屋上のドアを明け外の爽やかな空気に触れると、イライラしている気分が少し落ち着いた。


屋上を進み柵までくると 、ポッケからタバコを取り出しくわえるとライターで火をつける。


大きく吸い込み、深く煙を身体の中に入れる。そして肺から煙を吐き出すと自分の中のドロドロした気持ちも一緒に吐き出す事ができる気がする。

何回かそれを繰り返し気分が落ち着いた。タバコをもみ消してため息をつく。


分かっている。柚にとって悠斗は俺同様、ガキの頃から側にいた信頼できる存在で、恋愛感情云々を関係なく大事に思っている。


だからこそ不安なんだ。もし柚が俺以外を選ぶとしたら……嫌な事だが、今までに想像を何回かした時、必ず浮かぶのは悠斗だった。

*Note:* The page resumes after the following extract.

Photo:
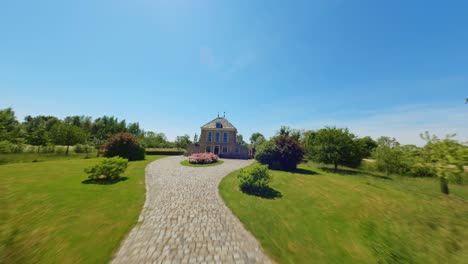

誰にも言った事はないが俺が警戒する男の筆頭はいつも悠斗だった。悠斗には負けたくない…柚を渡したくない。そんな黒い思いが胸の中に燻る。悩んでも足掻いても決めるのは俺でも悠斗でもない……柚だ。俺達は柚が出した結論を受け留めなければならない。


柚に俺を選んで欲しい。俺だけを見て欲しい。それだけが俺のガキの頃からのただひとつの願いだ。それが叶わなかった時俺は……どうなるだろう?